Untuk mendukung profesi perencana keuangan, analis kredit, konsultan pajak, dan agen asuransi, startup penyedia layanan perencanaan keuangan pribadi DompetSehat meluncurkan aplikasi DompetSehat-GO (DS-GO). Aplikasi ini bakal siap diunduh pada Januari 2017 mendatang.

DS-GO didesain untuk mengakomodir pemberian masukan dari berbagai profesi tersebut kepada pengguna DompetSehat. Proses penggunaannya sama halnya dengan media sosial Facebook, ada fitur friend request dengan memasukkan username atau email yang digunakan pengguna DompetSehat.
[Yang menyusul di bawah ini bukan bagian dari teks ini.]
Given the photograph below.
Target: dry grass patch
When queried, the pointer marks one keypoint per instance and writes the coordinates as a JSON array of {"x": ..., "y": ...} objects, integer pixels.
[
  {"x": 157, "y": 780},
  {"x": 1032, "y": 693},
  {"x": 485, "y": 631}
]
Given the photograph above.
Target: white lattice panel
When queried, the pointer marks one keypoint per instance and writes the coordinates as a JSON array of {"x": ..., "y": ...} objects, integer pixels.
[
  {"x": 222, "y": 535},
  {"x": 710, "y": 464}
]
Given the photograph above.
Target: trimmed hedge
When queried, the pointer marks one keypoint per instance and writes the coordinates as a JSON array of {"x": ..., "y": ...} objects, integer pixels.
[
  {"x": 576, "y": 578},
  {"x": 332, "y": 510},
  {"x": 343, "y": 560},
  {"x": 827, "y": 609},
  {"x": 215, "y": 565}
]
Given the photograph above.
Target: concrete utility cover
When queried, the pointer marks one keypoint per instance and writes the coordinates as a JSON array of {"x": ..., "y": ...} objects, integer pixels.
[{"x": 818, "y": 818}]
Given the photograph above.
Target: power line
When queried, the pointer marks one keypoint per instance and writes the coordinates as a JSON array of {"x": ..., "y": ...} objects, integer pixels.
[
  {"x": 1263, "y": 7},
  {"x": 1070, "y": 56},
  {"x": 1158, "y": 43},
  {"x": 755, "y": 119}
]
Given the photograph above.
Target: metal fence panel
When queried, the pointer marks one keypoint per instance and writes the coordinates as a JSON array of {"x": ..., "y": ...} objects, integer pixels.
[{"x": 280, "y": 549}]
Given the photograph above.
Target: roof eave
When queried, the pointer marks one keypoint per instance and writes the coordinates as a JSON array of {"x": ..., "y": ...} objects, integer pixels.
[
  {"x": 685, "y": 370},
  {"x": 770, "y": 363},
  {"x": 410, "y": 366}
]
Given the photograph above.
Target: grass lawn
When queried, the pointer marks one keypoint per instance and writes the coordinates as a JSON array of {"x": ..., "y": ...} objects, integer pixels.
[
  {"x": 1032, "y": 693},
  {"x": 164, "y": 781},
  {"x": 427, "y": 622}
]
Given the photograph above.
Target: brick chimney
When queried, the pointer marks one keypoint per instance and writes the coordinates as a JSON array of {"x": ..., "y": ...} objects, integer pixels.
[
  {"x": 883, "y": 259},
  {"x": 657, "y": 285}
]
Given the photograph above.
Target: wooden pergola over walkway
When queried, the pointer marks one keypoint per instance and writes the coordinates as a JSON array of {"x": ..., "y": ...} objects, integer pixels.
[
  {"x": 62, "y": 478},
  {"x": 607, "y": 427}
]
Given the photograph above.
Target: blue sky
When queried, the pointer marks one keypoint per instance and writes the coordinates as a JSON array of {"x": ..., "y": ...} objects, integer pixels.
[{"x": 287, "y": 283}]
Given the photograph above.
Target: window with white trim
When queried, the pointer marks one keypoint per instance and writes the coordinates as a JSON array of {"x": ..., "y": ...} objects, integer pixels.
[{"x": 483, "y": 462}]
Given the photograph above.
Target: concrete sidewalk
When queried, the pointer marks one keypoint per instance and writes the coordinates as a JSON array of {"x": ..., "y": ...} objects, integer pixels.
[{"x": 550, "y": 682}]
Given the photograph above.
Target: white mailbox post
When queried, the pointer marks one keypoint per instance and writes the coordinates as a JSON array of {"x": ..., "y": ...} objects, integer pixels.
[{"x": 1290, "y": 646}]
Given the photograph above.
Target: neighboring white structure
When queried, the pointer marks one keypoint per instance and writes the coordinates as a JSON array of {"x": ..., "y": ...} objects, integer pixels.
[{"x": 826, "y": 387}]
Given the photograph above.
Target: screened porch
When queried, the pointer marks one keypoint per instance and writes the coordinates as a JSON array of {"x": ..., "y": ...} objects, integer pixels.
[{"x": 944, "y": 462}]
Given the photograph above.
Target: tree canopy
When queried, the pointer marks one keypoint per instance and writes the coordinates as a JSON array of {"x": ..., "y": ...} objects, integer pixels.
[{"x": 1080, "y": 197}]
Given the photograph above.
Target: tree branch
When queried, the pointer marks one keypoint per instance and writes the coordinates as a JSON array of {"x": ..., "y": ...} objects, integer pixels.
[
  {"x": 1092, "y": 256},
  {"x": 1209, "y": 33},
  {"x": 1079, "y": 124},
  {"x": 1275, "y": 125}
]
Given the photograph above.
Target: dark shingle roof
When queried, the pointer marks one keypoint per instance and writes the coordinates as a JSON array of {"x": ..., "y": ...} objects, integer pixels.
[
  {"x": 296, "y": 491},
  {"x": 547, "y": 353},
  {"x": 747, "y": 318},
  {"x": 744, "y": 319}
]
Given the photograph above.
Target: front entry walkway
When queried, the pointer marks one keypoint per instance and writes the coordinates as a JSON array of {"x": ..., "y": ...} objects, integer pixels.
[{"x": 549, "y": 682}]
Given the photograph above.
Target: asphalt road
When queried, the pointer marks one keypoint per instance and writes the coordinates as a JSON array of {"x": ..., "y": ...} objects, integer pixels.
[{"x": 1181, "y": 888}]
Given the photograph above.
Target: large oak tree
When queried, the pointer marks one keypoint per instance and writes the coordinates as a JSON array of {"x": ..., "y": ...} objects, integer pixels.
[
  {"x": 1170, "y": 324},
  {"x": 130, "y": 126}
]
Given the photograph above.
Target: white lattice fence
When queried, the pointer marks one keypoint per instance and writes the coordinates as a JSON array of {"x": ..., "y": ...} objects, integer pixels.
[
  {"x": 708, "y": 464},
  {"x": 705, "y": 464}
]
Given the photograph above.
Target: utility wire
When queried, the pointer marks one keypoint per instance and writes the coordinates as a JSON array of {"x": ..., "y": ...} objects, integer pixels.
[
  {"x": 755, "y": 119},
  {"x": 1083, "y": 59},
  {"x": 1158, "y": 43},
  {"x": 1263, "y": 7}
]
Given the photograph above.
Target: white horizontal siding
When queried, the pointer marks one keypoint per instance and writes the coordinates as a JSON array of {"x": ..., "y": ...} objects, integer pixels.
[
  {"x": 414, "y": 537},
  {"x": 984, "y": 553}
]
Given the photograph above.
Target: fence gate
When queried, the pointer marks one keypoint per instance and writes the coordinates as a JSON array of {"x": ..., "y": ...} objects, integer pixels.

Setelah request pertemanan diterima pengguna, mereka bisa bebas memilih informasi mana saja yang ingin didiskusikan dengan perencana keuangan, di mana sebelumnya seluruh data sudah dimasukkan ke dalam aplikasi DompetSehat.

“DompetSehat itu aplikasi untuk end user, sementara DS-GO adalah aplikasi mirror untuk perencana keuangan, konsultan pajak, dan analis kredit membantu pekerjaan mereka. Aplikasi ini cuma bisa kasi advice saja lewat data yang sudah di-share pengguna, tidak untuk transaksi pembelian apapun,” terang Founder & CEO DompetSehat Ibnu Hajar Ulinnuha.

Ke depannya akan banyak pengembangan yang bakal disiapkan untuk mendukung investasi di Tanah Air. Salah satunya, aplikasi DompetSehat bakal bisa mengakomodir pembelian produk reksa dana dari perusahaan manajer investasi.

“Dari hasil advice dari perencana keuangan, bisa jadi pertimbangan pengguna DompetSehat untuk membeli produk reksa dana. Sudah perusahaan MI yang mau kerja sama dengan kami, rencananya akhir Januari 2017 baru bisa diumumkan,” pungkasnya.

Menurut Ibnu, hadirnya DS-GO yang bisa terintegrasi dengan DompetSehat dapat membantu mengakselerasi target nasabah reksa dana sebanyak 5 juta nasabah dalam lima tahun mendatang, sebagaimana yang telah dicanangkan OJK.